Brave New Worlds
Leaving?"
"Leaving. " Snatching up the preserved flower, he dangles it before his wife. "Leaving. . . "
". . . and of the Son," says Connie, raising the sputtering infant from the water, "and of the Holy Ghost. "
Merribell Dunfey screeches and squirms. She's slippery as a bar of soap. Connie manages to wrap her in a dish towel and shove her into Valerie's arms.
"Let me tell you who you are," she says.
"Father Cornelius Dennis Monaghan of Charlestown Parish. "
"You're a tired and bewildered pilgrim, Father. You're a weary wayfarer like myself. "
Dribbling milk, Angela Dunfey staggers into the kitchen. Seeing her priest, she recoils. Her mouth flies open, and a howl rushes out, a cry such as Connie imagines the damned spew forth while rotating on the spits of Perdition. "Not her too! Not Merribell! No!"
"Your baby's all right," says Valerie.
Connie clasps his hands together, fingers knotted in agony and supplication. He stoops. His knees hit the floor, crashing against the fractured linoleum. "Please," he groans.

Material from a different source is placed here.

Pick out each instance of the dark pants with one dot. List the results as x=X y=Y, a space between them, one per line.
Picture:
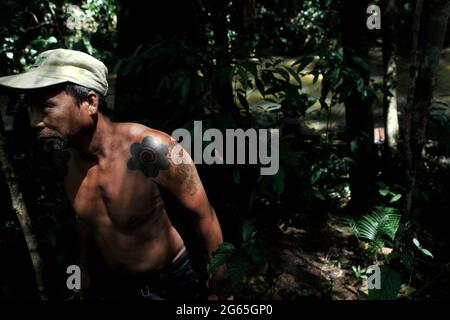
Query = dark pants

Angela plucks Merribell from Valerie and affixes the squalling baby to her nipple. "Oh, Merribell, Merribell. . . "
"Please. " Connie's voice is hoarse and jagged, as if he's been shot in the larynx. "Please. . . please," he beseeches. Tears roll from his eyes, tickling his cheeks as they fall.
"It's not her job to absolve you," says Valerie.
Connie snuffles the mucus back into his nose. "I know. "
"The boat leaves tomorrow. "
"Boat?" Connie runs his sleeve across his face, blotting his tears.
"A rescue vessel," his parishioner explains. Sliding her hands beneath his armpits, she raises him inch by inch to his feet. "Rather like Noah's Ark. "
"Mommy, I want to go home. "
"Tell that to your stepfather. "
"It's cold. "
"I know, sweetheart. "
"And dark. "
"Try to be patient. "
"Mommy, my stomach hurts. "
"I'm sorry. "
"My head too. "
"You want an aspirin?"
"I want to go home. "
Is this a mistake? wonders Stephen. Shouldn't they should all be in bed right now instead of tromping around in this nocturnal mist, risking flu and possibly pneumonia? And yet he has faith. Somewhere in the labyrinthine reaches of the Hoosac Docks, amid the tang of salt air and the stink of rotting cod, a ship awaits.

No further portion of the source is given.